SYSTEM Cited by 1 source
Atlassian ML Studio¶
Definition¶
Atlassian ML Studio is Atlassian's unified enterprise-scale ML development platform that standardizes modular development, centralizes workflow orchestration, and embeds data governance directly into the execution layer. It is the mission-critical backbone for AI systems including Rovo Search and Chat, the Teamwork Graph, and Confluence AI, enabling ~120k monthly workflow runs across 100+ ML teams and serving models to 5M+ monthly active Rovo users.
Architecture¶
Three architectural pillars:
Pillar 1 — Composable, Reusable ML Modules¶
Each module is a self-contained, executable unit (data processing, model training, packaging, evaluation, deployment). Modules are versioned, shareable, and composable into end-to-end pipelines via the module-as-versioned-artifact pattern:
- Every code push produces a module artifact used in workflows
- Artifact tags (
latestAlpha,latest) enable rollback without redeploying infrastructure - Dynamic CI/CD pipelines provide independent automated tests per module
- Teams own module namespaces autonomously; shared libraries form a reusable catalog
- 2,000+ reusable modules with 200k+ monthly iterations
The local dev loop builds Python modules in <30 seconds (down from minutes), with RDEs mirroring production. Repository is reserved for peer review and promotion, not iteration.
Pillar 2 — Workflow Orchestrator¶
Central service that manages, schedules, and automates ML workflows via CLI, portal, and API:
- Cloning/rerun — reproduce or adapt previous runs trivially
- Flexible triggering — portal, CLI, or programmatic API
- Composable workflows — nested and joined sub-workflows
- Hot clusters — pre-provisioned clusters stay active between runs (patterns/hot-cluster-for-iterative-ml)

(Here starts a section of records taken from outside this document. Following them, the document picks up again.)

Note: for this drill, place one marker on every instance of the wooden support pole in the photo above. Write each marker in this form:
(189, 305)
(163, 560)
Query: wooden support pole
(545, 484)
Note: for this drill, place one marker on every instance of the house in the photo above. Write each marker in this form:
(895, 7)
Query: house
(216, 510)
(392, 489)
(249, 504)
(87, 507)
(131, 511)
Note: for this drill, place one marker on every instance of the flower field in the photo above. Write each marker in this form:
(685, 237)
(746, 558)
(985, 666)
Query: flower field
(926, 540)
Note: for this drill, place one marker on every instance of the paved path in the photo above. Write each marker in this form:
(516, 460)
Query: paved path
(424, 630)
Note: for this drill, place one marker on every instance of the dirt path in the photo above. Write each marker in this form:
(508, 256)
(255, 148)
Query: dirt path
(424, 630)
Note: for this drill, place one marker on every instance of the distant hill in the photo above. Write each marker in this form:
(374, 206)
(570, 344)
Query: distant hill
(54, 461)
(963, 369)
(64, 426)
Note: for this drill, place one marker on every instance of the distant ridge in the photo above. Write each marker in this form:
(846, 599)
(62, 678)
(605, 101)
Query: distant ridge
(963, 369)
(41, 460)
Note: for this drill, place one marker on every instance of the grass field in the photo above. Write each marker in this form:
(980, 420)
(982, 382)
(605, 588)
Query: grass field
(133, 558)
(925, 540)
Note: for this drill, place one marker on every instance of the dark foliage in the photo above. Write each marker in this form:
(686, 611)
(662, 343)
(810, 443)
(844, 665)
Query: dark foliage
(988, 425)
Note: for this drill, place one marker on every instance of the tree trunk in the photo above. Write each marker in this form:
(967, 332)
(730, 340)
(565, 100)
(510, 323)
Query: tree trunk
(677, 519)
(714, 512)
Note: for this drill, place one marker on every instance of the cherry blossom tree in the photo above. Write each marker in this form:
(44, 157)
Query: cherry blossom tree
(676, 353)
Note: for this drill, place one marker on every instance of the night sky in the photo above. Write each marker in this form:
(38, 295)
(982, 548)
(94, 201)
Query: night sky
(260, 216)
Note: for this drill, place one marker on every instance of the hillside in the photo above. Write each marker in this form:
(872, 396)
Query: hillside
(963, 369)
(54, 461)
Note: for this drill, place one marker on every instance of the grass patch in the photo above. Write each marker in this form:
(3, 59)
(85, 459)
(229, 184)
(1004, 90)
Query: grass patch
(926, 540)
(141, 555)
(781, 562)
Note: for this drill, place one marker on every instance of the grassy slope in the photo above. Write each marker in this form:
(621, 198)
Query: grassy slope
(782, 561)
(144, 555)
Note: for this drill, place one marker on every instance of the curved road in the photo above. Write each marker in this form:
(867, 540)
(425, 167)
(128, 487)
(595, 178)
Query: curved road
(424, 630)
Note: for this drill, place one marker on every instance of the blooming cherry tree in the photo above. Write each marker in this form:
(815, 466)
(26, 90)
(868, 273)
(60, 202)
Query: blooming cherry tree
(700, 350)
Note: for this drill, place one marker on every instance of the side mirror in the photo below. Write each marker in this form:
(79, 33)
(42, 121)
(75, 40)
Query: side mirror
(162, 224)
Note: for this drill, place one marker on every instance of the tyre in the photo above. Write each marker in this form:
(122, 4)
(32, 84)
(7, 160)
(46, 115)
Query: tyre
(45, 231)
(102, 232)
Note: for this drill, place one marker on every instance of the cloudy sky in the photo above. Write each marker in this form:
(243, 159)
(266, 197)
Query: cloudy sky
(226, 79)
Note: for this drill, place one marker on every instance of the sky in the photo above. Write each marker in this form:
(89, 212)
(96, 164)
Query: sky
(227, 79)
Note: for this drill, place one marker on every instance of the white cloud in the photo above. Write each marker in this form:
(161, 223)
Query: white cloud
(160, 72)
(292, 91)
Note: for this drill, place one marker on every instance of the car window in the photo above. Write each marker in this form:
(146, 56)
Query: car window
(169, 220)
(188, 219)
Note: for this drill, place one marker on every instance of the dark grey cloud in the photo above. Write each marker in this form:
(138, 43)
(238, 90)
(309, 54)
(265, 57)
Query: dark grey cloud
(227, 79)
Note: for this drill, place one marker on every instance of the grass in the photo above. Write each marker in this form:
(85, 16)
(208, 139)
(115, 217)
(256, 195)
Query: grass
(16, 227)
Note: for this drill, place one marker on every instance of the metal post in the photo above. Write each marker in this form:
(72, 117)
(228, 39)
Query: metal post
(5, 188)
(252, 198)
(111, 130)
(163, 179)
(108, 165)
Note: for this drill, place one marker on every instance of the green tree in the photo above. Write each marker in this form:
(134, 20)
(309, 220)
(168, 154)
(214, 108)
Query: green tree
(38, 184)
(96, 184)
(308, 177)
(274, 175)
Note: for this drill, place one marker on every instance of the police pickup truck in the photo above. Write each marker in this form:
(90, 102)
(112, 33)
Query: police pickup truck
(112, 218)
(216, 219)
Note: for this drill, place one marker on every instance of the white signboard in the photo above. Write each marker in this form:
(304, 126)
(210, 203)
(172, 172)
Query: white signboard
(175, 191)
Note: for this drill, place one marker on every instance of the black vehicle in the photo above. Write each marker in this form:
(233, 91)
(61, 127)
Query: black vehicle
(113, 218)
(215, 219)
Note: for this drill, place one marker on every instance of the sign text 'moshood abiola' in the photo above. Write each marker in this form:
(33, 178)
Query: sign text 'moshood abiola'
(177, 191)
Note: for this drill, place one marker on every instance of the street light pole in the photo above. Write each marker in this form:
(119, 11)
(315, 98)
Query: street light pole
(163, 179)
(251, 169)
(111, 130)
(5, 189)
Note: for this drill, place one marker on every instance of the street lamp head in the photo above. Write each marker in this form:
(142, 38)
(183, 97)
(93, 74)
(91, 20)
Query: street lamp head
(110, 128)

- CRON scheduling — automated recurring tasks (retraining, data refreshes, monitoring)
- Automatic caching — ~80% of workflows use daily, saving 1,000+ hours/month (patterns/deterministic-task-caching)

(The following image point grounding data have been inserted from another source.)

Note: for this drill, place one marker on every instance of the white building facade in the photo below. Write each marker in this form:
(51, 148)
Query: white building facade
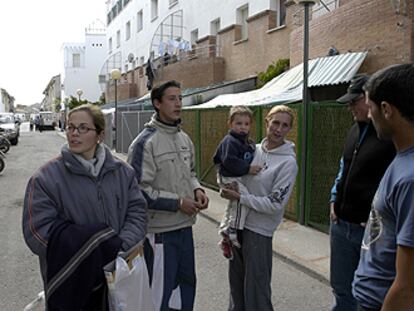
(133, 26)
(83, 62)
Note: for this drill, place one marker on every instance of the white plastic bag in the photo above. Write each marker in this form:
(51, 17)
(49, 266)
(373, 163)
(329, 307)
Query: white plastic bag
(38, 304)
(128, 285)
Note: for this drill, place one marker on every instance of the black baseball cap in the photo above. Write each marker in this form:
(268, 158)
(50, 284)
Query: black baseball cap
(355, 89)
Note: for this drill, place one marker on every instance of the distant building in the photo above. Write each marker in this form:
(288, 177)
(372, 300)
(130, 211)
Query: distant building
(6, 101)
(52, 94)
(83, 62)
(201, 43)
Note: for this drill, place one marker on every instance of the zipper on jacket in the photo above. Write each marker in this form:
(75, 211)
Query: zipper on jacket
(354, 154)
(100, 198)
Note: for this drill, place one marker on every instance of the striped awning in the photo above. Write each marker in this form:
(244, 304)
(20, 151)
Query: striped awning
(288, 87)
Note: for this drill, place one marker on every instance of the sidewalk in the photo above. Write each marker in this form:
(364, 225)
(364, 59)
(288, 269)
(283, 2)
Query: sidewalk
(303, 247)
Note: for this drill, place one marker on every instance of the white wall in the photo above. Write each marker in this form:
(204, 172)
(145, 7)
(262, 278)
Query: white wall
(196, 15)
(93, 54)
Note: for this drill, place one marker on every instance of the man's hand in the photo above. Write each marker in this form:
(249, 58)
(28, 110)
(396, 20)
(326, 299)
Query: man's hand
(189, 207)
(334, 218)
(229, 194)
(255, 169)
(201, 199)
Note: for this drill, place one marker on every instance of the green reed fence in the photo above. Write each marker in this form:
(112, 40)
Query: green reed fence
(328, 123)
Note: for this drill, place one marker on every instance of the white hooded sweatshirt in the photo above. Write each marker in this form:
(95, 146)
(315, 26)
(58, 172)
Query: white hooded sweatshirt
(270, 189)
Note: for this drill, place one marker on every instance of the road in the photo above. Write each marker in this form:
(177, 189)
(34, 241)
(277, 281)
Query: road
(19, 272)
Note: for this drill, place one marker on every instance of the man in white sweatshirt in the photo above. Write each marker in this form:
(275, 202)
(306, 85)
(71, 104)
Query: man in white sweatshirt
(251, 269)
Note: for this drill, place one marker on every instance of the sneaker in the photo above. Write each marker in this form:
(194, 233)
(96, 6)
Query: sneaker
(226, 248)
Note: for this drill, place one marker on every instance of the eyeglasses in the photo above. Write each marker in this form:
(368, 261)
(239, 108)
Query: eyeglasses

Orchestrates jobs across platforms including Databricks, with access to relevant data sources.
Pillar 3 — Embedded Compliance Controls¶
Multi-layer governance framework:
- User identity-based access control — only authorized users can initiate/manage workflows
- Domain-level access control — clear data boundaries per workflow type (experimentation vs. production vs. ad-hoc)
- Column-level classification — data classification tags at column granularity with automatic tag propagation through pipeline stages; unclassified columns treated conservatively by default
Integration Layer¶
ML Studio connects to Atlassian's broader ML ecosystem:
- Experiment tracking (compare runs and iterate)
- Central feature store (reuse trusted features)
- Model registry (version, approve, reuse models)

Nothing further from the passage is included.